Painting is Essential to Model Making

One of the more obvious features that sets great models apart from mediocre ones is the paint job. Everyone notices it. A model makers expertly applied paint job doesn’t automatically make a model high quality, but you won’t achieve model perfection without one.

A lot goes into the painting process. Even though it is often thought of as a finishing touch, it’s actually given a good deal of thought early on in a model build. Right at the beginning, during the brainstorming and design phase, consideration is given to the paint colors that will be needed for the different parts. It helps determine the order that the model will be assembled in. Parts are generally painted before being assembled, not after. So it’s not a final step in the process after all.

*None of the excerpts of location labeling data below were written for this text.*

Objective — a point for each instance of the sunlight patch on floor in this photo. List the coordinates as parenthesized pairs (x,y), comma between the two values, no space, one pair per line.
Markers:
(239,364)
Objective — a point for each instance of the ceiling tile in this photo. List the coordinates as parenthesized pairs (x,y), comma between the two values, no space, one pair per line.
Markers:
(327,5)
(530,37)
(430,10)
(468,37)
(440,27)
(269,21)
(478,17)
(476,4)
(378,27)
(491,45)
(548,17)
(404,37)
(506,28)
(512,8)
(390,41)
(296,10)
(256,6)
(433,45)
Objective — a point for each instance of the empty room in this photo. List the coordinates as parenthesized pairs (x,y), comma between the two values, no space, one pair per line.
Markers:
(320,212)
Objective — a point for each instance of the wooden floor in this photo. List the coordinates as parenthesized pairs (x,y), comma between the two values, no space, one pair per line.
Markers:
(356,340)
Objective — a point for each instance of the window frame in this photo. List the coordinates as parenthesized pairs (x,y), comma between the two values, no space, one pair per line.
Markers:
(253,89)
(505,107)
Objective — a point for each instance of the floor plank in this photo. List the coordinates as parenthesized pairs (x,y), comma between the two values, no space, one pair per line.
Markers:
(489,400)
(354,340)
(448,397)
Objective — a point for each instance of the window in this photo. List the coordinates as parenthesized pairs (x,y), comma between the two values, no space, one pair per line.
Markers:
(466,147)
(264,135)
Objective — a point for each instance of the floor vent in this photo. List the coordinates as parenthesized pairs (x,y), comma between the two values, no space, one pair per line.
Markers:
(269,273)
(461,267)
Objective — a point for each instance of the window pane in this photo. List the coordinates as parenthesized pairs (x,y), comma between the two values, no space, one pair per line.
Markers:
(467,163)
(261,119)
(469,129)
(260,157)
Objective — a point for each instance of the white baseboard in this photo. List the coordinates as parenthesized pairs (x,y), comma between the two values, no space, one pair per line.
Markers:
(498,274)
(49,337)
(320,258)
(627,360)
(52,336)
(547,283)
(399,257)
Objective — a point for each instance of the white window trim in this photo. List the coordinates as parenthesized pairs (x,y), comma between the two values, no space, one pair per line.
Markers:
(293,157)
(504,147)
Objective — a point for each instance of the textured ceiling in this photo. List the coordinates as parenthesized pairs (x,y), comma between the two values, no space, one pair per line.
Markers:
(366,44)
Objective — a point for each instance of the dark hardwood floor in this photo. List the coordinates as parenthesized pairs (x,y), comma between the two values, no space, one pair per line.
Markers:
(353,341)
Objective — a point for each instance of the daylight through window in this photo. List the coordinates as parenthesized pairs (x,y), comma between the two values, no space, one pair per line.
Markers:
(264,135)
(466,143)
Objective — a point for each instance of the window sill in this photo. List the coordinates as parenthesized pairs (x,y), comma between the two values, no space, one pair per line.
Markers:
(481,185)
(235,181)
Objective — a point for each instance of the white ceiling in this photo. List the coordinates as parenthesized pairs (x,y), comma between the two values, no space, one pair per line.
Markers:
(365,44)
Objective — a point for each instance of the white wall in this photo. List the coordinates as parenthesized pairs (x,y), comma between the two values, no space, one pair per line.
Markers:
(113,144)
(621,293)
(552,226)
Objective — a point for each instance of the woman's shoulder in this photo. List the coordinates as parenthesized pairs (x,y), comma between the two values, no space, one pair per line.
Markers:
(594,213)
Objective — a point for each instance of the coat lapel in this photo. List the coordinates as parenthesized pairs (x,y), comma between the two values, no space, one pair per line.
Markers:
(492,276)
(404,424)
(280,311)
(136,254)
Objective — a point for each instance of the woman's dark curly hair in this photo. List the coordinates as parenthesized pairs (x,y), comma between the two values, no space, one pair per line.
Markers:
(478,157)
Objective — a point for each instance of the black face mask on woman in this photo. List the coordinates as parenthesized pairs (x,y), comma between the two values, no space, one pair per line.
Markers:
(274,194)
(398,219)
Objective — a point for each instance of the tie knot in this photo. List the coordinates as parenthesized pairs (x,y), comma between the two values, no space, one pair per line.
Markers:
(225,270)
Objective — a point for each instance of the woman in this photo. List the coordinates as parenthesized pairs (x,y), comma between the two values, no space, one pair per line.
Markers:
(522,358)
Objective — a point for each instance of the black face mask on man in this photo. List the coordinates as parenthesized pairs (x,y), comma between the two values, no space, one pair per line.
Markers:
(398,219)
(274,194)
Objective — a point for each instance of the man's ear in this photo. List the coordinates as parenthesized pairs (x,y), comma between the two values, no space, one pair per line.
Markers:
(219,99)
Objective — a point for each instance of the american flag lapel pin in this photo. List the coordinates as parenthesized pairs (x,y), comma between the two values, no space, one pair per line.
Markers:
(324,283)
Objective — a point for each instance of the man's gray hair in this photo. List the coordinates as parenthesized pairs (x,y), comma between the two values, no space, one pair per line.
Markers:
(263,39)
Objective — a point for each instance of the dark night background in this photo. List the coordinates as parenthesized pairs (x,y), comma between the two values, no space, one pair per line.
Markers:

What Kind of Paint Is Used?

There are different types of  paints for different projects. Our model makers use enamel, lacquer, epoxy, automotive and model paint. Models need paint that looks good, stays on and  is quick drying. Less consideration is given to the hardness of the paint as most models are not subjected to outdoor elements, or scrubbed clean on a regular basis. Paint has two, sometimes three, characteristics that determine how it will perform: pigment, binder and solvent. The pigment will determine the color hue, the binder is the vehicle that sticks the color to the model and the solvent affects the flow or spread-ability.

model making

Once a particular paint is chosen, the model is first given a coat of primer. Primer is a grey, sand-able substance that helps the paint stick to the model. It is flat rather than glossy in texture in order to show all the details of the model, and point out any scratches or  blemishes that may need to be filled or sanded out. Sometimes the primer itself will smooth out light scratches, other times a spot putty is applied to deeper flaws in the surface. When primer has been applied, filled in and sanded the model is perfectly smooth and ready for a coat of paint.

How Is The Paint Applied?

The delivery method of the paint is most often an air brush,  HVLP (high volume, low pressure gun), or spray can. Most paint is applied in some kind of mist form. Rarely is a brush used, except for the tiniest details.  Masking is used to cover parts of the model that are not ready for painting. Special tape is used for this purpose. While applying paint, it’s also important to know how different paints will interact. Some types of  paint will have a volatile reaction with each other depending on the type of solvent that is used in them.

model maker

Once the paint has been applied with an expert hand and eye, it needs to dry properly. While some paint will be dry to the touch almost immediately, the surface underneath may still be damp. A model may seem dry when the solvent in it hits the air and evaporates, but curing is the polymerization of the paint binder (a chemical process that may take much longer). Ideally a freshly painted model should sit for a couple of days before packing or wrapping for shipment.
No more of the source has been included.